Victorian Bournemouth (221): image and reputation
Civic heroism
Analysis of obituaries published to eulogise many of Bournemouth’s councillors provides the basis for defining contemporary civic heroism. They represent a parochial example of the ‘Great Man of History’. The obituaries display an effort to enrobe Bournemouth’s explosive civic success with instant mythology. Bournemouth had perhaps achieved equal or greater civic stature than such adjacent settlements as Poole, Christchurch, and Wimborne. These towns, however, in place for centuries, had had a long opportunity to accumulate traditions and textures. Thus, Bournemouth needed to accelerate this process. The eulogies embedded into the obituaries provided a basis on which this could occur. Decision-makers and influencers, however, had always proved adept at creating and broadcasting an image for the town to the extent perhaps well in advance of reality. Indeed, a comparison of actual behaviour, as revealed in the chamber or elsewhere in public life, suggests that the Olympian eulogies followed a similar process.
Reputation for financial success
The Improvement Commission had battled to align civic ambition with affordability. From its beginning, local ratepayers had contested the need to equip the town with expensive signature buildings or other structures suitable to attract tourists. Thus, mindful of the need for these, the Commissioners had turned to sporadic and opportunistic borrowing, often at high interest. Supporters of incorporation stressed how this civic level brought the ability to evolve strategic borrowing at a reduced cost. The new council’s leaders introduced the resort to the dazzling yet perilous realm of Corporation Stock. The government and the Bank of England now encouraged towns to venture in this way. However, unsuspecting civic leaders risked stumbling if their town’s image of prosperity wavered. Stock prices could drop, and interest rates rise, resulting in future issuance becoming harder.

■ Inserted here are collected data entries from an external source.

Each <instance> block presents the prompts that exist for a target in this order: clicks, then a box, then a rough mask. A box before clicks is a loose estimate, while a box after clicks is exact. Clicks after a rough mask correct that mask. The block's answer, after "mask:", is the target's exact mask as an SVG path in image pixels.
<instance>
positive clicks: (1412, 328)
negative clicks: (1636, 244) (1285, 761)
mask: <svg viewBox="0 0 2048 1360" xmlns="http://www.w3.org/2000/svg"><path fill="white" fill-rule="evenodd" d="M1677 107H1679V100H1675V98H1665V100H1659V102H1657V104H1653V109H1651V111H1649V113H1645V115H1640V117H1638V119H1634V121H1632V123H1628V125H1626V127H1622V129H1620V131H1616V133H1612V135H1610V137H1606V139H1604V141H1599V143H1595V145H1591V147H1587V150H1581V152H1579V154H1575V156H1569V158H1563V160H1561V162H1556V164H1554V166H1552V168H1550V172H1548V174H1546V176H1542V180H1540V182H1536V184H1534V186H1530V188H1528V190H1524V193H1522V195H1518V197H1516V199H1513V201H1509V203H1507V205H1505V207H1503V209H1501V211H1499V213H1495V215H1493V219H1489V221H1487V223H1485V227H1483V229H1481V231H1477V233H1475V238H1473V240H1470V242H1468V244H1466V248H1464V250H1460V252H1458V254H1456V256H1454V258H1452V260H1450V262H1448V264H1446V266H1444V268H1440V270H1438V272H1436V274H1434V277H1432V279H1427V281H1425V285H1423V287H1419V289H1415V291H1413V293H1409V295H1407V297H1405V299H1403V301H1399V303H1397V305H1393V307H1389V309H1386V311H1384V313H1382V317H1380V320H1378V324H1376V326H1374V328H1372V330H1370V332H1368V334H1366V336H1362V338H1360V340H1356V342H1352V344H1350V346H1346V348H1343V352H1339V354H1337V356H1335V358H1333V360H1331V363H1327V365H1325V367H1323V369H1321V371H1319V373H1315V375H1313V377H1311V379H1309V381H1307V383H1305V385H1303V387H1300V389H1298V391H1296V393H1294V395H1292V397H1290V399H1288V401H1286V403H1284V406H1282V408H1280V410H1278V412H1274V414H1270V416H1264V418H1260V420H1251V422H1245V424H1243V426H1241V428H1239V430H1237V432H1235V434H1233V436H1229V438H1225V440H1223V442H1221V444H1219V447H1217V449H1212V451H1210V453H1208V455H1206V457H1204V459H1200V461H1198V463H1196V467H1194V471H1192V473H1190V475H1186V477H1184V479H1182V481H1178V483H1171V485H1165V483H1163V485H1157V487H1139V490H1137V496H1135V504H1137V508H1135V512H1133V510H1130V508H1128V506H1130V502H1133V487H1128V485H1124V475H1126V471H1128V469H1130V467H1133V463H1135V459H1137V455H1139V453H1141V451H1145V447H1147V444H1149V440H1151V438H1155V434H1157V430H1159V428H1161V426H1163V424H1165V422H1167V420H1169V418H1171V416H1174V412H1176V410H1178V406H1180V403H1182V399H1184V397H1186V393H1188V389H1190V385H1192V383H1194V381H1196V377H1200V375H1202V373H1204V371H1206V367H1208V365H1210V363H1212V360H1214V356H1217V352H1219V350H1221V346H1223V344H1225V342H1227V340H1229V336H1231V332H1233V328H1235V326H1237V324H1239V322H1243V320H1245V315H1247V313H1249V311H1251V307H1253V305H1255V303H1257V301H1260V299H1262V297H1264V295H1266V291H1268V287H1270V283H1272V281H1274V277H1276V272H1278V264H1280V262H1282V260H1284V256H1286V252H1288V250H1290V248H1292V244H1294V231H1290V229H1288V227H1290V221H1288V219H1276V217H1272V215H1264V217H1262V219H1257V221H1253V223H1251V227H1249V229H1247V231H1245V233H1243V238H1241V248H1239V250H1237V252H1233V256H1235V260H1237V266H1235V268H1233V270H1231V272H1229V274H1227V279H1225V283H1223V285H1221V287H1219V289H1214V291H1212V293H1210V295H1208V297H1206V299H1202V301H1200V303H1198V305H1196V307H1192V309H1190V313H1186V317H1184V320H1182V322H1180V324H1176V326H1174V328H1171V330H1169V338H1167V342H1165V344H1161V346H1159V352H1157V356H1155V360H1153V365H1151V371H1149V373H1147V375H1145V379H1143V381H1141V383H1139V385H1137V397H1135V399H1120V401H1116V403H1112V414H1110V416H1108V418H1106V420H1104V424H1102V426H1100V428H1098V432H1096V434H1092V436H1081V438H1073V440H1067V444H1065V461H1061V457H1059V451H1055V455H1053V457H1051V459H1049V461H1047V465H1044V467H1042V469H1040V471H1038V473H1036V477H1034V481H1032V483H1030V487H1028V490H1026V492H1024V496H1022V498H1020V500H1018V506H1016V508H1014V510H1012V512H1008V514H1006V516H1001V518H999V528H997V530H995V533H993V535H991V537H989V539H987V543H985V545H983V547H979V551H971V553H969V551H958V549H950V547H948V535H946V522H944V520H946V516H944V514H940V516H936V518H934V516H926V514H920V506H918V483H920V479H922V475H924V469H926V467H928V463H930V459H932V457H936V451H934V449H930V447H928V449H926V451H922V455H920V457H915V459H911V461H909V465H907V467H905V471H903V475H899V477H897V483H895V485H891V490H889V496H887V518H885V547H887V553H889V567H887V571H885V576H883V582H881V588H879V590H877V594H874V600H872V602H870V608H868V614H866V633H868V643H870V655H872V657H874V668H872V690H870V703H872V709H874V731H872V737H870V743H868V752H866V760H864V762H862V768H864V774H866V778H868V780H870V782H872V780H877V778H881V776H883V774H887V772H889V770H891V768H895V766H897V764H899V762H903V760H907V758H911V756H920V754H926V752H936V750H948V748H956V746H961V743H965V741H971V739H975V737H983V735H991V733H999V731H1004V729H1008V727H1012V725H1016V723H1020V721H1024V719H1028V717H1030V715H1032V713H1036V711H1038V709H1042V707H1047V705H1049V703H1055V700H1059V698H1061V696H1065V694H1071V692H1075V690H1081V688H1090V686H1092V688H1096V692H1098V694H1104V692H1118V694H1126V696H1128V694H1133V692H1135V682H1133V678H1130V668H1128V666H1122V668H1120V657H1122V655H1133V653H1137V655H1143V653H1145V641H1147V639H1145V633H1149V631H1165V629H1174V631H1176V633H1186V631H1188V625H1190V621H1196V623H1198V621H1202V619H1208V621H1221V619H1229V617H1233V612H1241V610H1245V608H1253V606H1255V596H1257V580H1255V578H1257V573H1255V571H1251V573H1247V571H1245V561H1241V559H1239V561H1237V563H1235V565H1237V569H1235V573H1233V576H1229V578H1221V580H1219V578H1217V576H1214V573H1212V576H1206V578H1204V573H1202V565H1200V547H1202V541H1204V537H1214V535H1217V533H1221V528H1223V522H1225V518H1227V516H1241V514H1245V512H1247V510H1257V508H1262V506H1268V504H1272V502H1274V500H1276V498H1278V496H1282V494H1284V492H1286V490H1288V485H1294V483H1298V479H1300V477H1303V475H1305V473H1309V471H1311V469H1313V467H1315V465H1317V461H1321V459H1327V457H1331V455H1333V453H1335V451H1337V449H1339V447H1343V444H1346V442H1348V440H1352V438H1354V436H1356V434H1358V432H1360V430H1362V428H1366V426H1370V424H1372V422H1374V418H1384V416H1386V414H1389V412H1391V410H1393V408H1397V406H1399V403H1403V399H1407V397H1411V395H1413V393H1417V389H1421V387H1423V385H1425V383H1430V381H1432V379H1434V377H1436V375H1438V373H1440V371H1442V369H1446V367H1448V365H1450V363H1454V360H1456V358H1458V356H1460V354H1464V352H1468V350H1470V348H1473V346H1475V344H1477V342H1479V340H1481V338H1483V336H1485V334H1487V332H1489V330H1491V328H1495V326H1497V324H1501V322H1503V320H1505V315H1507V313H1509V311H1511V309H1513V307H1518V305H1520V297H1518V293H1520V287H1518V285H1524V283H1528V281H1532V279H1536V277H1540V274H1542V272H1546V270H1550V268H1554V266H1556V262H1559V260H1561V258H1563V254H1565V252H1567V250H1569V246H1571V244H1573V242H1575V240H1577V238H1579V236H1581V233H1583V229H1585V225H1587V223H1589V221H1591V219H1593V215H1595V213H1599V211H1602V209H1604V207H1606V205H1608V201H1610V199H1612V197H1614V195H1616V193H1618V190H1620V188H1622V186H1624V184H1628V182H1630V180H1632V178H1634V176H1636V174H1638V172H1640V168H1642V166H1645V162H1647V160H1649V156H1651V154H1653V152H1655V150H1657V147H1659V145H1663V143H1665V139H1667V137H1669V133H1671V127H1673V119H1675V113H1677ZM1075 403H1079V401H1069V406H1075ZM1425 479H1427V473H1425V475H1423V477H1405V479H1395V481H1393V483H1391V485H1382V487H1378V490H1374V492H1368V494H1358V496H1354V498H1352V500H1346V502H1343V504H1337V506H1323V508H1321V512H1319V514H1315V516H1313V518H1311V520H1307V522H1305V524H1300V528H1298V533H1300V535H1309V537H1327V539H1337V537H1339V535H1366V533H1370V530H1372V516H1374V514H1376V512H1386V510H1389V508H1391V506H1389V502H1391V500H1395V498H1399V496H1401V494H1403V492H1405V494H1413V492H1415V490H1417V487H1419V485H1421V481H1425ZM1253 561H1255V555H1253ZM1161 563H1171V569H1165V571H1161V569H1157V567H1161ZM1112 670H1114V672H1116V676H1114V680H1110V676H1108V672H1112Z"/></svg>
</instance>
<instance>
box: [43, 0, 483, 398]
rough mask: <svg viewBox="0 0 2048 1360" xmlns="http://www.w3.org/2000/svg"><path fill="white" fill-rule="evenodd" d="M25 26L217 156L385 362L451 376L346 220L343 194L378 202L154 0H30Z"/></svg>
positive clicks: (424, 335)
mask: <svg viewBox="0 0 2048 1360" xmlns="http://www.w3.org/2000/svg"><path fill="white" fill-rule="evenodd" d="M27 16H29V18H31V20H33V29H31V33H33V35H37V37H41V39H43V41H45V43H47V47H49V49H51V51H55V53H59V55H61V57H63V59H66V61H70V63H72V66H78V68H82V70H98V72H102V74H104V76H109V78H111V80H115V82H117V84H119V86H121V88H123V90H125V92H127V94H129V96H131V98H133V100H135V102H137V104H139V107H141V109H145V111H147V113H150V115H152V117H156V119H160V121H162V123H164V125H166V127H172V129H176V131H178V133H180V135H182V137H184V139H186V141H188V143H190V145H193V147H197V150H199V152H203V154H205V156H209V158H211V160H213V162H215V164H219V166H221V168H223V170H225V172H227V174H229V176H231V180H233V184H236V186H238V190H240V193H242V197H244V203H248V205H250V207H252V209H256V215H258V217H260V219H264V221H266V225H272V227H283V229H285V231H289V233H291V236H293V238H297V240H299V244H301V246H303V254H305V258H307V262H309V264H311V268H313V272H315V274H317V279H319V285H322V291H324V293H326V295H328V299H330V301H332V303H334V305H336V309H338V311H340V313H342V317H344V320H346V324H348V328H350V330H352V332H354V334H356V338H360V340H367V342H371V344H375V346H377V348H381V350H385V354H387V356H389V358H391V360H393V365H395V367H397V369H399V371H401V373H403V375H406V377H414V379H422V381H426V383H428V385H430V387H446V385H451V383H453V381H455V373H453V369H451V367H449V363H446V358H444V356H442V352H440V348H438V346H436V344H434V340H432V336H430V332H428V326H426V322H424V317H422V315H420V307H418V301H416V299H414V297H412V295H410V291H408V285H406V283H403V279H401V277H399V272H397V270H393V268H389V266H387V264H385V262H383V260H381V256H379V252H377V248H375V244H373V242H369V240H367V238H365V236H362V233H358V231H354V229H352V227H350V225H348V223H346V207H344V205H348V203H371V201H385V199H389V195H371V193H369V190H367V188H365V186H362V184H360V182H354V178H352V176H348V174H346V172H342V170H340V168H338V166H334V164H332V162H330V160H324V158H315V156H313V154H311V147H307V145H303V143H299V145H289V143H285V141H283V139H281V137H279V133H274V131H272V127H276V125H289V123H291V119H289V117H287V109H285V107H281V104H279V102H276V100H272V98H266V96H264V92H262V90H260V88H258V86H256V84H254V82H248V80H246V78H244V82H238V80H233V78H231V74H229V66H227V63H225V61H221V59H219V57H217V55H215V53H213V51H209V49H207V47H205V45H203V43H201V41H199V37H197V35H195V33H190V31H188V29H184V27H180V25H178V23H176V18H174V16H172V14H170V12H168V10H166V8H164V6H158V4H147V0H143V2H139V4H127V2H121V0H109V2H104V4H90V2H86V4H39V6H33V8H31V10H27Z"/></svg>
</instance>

Leveraging Bournemouth’s history of successful marketing, its Councillors perhaps already had the experience to avoid this financial trap.
Takeaway
Victorian Bournemouth (221) has considered the main themes explored in the first quarter of articles published covering the resort during the 1890s. It has discussed how the decade involved change in many areas and levels. The new civic status of a borough required councillors and mayors to handle matters and adopt procedures in ways comparable to similar towns. The social profile of these men changed from that characterising the Improvement Commission in that men of leisure gave way to meritocrats, albeit of humbler origin. The continuing process of shaping Bournemouth’s image appears in the model of civic heroism propounded within magistrates’ obituaries. Presenting the town in a positive way to the new audience of institutional and personal investors applied these skills in the new discipline of Corporation Stock issues.